Lieberman is exhibiting the most repulsive behavior in all of politics, a behavior that repels average Americans from engaging in their democracy.  A behavior so transparent, it’s laughably easy to pull out tape to prove it.

And his staff basically admits to Howard Fineman that he’s doing this for revenge.  This man, who once was our VP nominee, who we all campaigned for in 2000, has let the darkest corners of his soul overcome his own humanity, with proof of it, in real time, every step of the way.  It is quite a sight.

Some will argue we should take this as a lesson.  Or we could accept it for what it plainly is – a thoroughly pathetic politician sacrificing the good of our country for the most petty of human emotions.  Lieberman not only screwed this community, he’s now screwing people like me, who stood up for him during that primary he now wants to price as high as the health of his fellow citizens.
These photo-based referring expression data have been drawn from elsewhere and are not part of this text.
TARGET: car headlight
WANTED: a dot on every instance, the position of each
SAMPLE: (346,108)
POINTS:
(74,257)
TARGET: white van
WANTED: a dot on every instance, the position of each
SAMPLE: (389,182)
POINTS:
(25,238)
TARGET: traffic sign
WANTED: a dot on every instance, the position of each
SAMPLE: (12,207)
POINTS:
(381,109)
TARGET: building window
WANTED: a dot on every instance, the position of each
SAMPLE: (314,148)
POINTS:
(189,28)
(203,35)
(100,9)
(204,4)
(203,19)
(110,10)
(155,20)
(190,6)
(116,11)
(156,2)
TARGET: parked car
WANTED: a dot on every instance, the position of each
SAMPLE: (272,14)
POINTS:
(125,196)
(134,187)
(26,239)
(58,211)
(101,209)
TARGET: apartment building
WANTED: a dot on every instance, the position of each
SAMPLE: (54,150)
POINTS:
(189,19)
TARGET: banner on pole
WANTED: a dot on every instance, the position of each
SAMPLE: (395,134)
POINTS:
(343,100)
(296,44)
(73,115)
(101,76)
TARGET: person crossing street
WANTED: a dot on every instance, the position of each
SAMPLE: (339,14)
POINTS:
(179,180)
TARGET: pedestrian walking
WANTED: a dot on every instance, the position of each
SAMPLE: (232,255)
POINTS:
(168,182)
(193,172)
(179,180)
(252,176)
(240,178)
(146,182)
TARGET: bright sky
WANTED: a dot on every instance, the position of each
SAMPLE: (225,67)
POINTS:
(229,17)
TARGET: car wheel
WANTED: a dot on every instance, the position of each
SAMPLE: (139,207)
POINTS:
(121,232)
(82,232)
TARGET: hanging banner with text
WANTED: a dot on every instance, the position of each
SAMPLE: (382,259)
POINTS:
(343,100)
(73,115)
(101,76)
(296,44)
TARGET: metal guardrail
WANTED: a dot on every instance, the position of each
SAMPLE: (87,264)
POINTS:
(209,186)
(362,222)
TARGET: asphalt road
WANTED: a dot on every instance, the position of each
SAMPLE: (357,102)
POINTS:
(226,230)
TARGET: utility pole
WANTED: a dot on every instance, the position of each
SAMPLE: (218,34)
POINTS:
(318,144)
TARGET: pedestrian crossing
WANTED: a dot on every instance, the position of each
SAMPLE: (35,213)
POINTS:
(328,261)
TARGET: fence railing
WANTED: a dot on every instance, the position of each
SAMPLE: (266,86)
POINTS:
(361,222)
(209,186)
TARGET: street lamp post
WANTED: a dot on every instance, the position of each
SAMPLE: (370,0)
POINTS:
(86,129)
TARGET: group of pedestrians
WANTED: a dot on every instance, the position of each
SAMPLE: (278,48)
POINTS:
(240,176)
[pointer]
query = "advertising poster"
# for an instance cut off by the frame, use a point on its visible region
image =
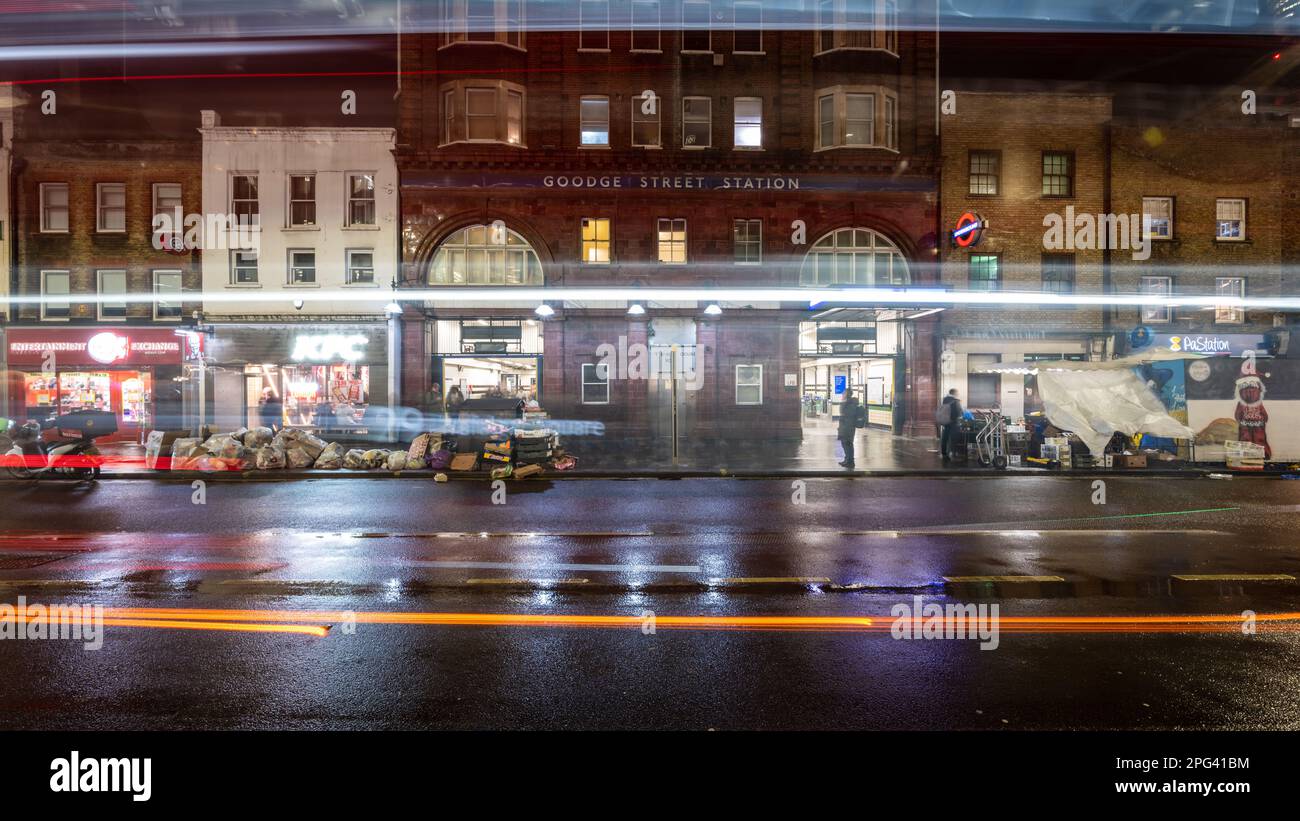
(1244, 400)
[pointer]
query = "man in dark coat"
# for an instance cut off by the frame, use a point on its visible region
(852, 417)
(948, 429)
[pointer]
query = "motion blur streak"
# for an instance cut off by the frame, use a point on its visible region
(1013, 624)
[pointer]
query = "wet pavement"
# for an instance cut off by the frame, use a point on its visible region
(649, 551)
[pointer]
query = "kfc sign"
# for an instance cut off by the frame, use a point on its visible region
(326, 347)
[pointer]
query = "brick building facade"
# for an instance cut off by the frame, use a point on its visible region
(1014, 159)
(547, 135)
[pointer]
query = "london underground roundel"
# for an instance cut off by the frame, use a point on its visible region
(969, 230)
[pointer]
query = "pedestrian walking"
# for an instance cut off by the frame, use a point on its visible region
(948, 416)
(852, 417)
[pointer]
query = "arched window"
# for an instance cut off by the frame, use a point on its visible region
(485, 255)
(854, 256)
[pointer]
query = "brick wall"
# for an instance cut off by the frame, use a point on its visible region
(82, 250)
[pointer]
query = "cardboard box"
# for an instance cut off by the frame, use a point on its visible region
(1129, 461)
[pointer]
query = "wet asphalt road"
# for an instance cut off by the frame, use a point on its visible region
(670, 547)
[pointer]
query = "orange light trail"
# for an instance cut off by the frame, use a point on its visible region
(1217, 622)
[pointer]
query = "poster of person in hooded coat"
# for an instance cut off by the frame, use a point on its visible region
(1244, 399)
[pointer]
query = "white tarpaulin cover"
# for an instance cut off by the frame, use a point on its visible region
(1095, 404)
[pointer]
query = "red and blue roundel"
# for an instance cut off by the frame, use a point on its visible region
(969, 230)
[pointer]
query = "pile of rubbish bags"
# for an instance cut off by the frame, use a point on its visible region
(265, 450)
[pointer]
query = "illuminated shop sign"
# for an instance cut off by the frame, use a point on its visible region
(326, 347)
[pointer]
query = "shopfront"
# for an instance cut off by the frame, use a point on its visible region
(841, 356)
(131, 373)
(488, 359)
(323, 377)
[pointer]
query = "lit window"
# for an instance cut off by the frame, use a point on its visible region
(984, 272)
(53, 285)
(672, 242)
(697, 127)
(167, 295)
(748, 240)
(112, 283)
(482, 112)
(1230, 287)
(1058, 273)
(243, 199)
(111, 207)
(485, 255)
(243, 266)
(596, 121)
(360, 199)
(1156, 286)
(1157, 217)
(302, 199)
(1057, 174)
(854, 256)
(749, 385)
(645, 122)
(360, 266)
(596, 383)
(984, 169)
(53, 207)
(749, 122)
(302, 268)
(1230, 220)
(596, 240)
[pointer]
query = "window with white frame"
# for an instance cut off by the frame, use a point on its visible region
(1156, 286)
(646, 131)
(167, 295)
(748, 122)
(485, 255)
(848, 117)
(55, 287)
(482, 112)
(1230, 220)
(748, 24)
(672, 242)
(360, 266)
(696, 26)
(53, 207)
(593, 25)
(302, 200)
(749, 385)
(243, 268)
(596, 383)
(243, 199)
(697, 122)
(167, 200)
(596, 240)
(748, 240)
(112, 283)
(594, 126)
(302, 266)
(484, 21)
(857, 25)
(646, 25)
(1157, 217)
(360, 199)
(1229, 287)
(111, 207)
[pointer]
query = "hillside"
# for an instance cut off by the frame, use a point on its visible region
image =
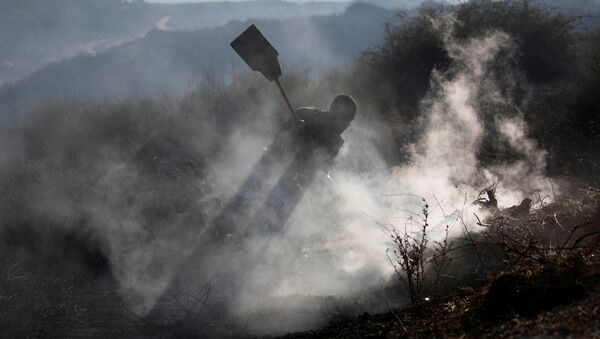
(169, 62)
(463, 201)
(34, 33)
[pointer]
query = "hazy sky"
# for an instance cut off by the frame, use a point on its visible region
(180, 1)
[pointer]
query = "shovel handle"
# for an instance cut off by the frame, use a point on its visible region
(287, 101)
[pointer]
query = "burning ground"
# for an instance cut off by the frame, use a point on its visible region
(107, 210)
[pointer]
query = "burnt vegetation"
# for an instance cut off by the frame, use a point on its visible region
(79, 167)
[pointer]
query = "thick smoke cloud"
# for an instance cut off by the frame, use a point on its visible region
(150, 202)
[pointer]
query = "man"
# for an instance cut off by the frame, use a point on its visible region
(317, 140)
(318, 129)
(299, 150)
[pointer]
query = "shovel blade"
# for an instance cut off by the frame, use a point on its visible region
(258, 53)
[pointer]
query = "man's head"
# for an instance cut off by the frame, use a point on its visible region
(341, 113)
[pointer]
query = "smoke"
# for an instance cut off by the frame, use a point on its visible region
(332, 246)
(133, 179)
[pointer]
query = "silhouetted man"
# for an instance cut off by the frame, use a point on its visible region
(317, 140)
(301, 148)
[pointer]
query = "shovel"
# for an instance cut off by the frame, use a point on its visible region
(261, 56)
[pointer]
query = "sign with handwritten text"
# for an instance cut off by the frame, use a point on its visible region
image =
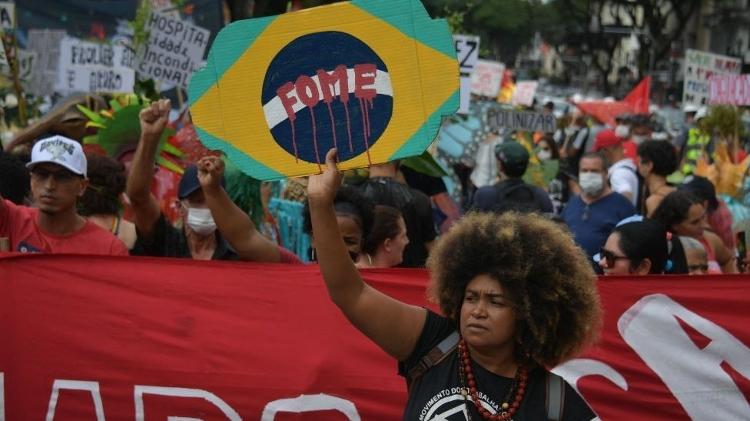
(699, 67)
(92, 67)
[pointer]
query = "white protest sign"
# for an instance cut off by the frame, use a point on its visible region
(175, 49)
(699, 66)
(524, 93)
(521, 120)
(486, 78)
(730, 89)
(7, 15)
(46, 44)
(3, 57)
(467, 52)
(91, 67)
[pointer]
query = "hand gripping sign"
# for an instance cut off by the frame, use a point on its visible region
(372, 78)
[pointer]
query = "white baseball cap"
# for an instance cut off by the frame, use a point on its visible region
(61, 151)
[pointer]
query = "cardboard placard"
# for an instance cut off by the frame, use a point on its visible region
(467, 52)
(7, 15)
(521, 120)
(524, 93)
(730, 89)
(174, 50)
(26, 60)
(699, 66)
(46, 44)
(91, 67)
(370, 78)
(486, 78)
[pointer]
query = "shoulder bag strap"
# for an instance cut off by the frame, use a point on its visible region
(432, 358)
(555, 397)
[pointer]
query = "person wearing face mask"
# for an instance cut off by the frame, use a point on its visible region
(593, 214)
(213, 227)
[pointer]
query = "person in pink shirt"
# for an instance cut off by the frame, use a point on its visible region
(58, 179)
Lieberman is learning that these things do get recorded somewhere.  Maybe only in media clips, or blog posts, or Senate vote tallies.  But probably, somewhere Joe Lieberman piously prays to so.. so….how should I put it……”sincerely”, in that place, they are recorded more permanently.  And in that place, Joe Lieberman will learn the lesson HE needs to learn, unfortunately too late for the Americans whose lives Joe Lieberman plays with like a toy.

The rest of us?  Listen folks, I argued against that Lamont thing as loud as anyone.  BUT DON’T YOU DARE AVOID DOING IT AGAIN.  This community stood up for what was right, when doing so was unpopular, in the most American exercise imaginable.  Don’t listen to ANYONE who tells you to “learn some lesson”.

The lesson I learned is that this community was CORRECT to go after Joe Lieberman, that this community should be APPLAUDED for doing so, and that this community should continue to look at Democratic primaries as THE PLACE to make sure that the foul rot of Joe Lieberman NEVER has this much control over our political party ever again.